Hyperoxia disrupts pulmonary epithelial barrier in newborn rats via the deterioration of occludin and ZO-1

• Published in: Respiratory research Vol. 13; no. 1; p. 36
• Main Authors: You, Kai, Xu, Xuewen, Fu, Jianhua, Xu, Shuyan, Yue, Xiaohong, Yu, Zhiling, Xue, Xindong
• Format: Journal Article
• Language: English
• Published: England BioMed Central Ltd 04.05.2012; BioMed Central; BMC
• Subjects: Acute lung injury; Analysis; Animals; Animals, Newborn; Female; Hyperoxia; Hyperoxia - metabolism; Hyperoxia - pathology; Laboratory animals; Lungs; Medical research; Membrane proteins; Newborn; Occludin - biosynthesis; Pediatrics; Permeability; Phosphorylation; Physiological aspects; Pregnancy; Proteins; Pulmonary Alveoli - metabolism; Pulmonary Alveoli - pathology; Pulmonary manifestations of general diseases; Random Allocation; Rats; Rats, Wistar; Respiratory Mucosa - metabolism; Respiratory Mucosa - pathology; RNA; Rodents; Shenyang (opera singer); Studies; Tight Junction; Tight Junctions - metabolism; Tight Junctions - pathology; Water measurement; Zonula Occludens-1 Protein - biosynthesis; California
• ISSN: 1465-993X; 1465-9921; 1465-993X; 1465-9921
• DOI: 10.1186/1465-9921-13-36

Prolonged exposure to hyperoxia in neonates can cause hyperoxic acute lung injury (HALI), which is characterized by increased pulmonary permeability and diffuse infiltration of various inflammatory cells.
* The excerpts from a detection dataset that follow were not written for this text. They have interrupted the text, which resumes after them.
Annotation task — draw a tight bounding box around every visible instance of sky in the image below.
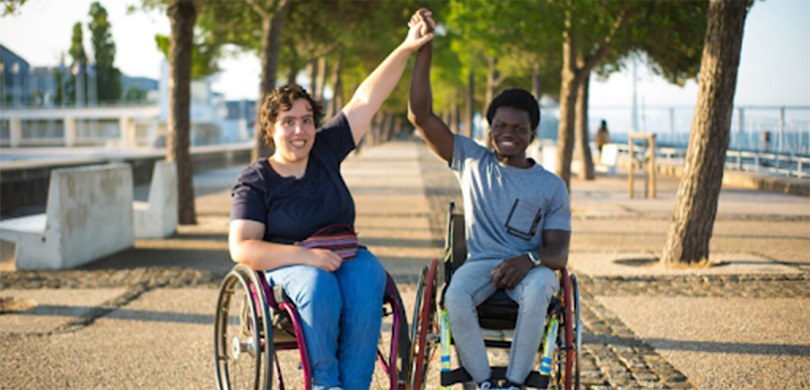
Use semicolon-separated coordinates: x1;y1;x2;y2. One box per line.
0;0;810;106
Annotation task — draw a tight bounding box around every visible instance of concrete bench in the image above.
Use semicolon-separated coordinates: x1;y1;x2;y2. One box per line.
132;161;177;238
0;163;134;269
594;144;619;176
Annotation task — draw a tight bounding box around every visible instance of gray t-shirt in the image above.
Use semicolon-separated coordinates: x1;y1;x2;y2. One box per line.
450;135;571;261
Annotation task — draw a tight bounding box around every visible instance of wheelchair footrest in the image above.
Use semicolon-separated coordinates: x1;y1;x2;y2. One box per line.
441;367;549;389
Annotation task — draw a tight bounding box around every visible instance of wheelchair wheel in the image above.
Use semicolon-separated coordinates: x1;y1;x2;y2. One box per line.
214;265;273;389
553;270;582;390
372;276;411;390
411;259;439;389
571;275;582;389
Disruption of the epithelial barrier may lead to altered pulmonary permeability and maintenance of barrier properties requires intact epithelial tight junctions (TJs). However, in neonatal animals, relatively little is known about how the TJ proteins are expressed in the pulmonary epithelium, including whether expression of TJ proteins is regulated in response to hyperoxia exposure. This study determines whether changes in tight junctions play an important role in disruption of the pulmonary epithelial barrier during hyperoxic acute lung injury. Newborn rats, randomly divided into two groups, were exposed to hyperoxia (95% oxygen) or normoxia for 1-7 days, and the severity of lung injury was assessed; location and expression of key tight junction protein occludin and ZO-1 were examined by immunofluorescence staining and immunobloting; messenger RNA in lung tissue was studied by RT-PCR; transmission electron microscopy study was performed for the detection of tight junction morphology. We found that different durations of hyperoxia exposure caused different degrees of lung injury in newborn rats. Treatment with hyperoxia for prolonged duration contributed to more serious lung injury, which was characterized by increased wet-to-dry ratio, extravascular lung water content, and bronchoalveolar lavage fluid (BALF):serum FD4 ratio. Transmission electron microscopy study demonstrated that hyperoxia destroyed the structure of tight junctions and prolonged hyperoxia exposure, enhancing the structure destruction. The results were compatible with pathohistologic findings. We found that hyperoxia markedly disrupted the membrane localization and downregulated the cytoplasm expression of the key tight junction proteins occludin and ZO-1 in the alveolar epithelium by immunofluorescence. The changes of messenger RNA and protein expression of occludin and ZO-1 in lung tissue detected by RT-PCR and immunoblotting were consistent with the degree of lung injury. These data suggest that the disruption of the pulmonary epithelial barrier induced by hyperoxia is, at least in part, due to massive deterioration in the expression and localization of key TJ proteins.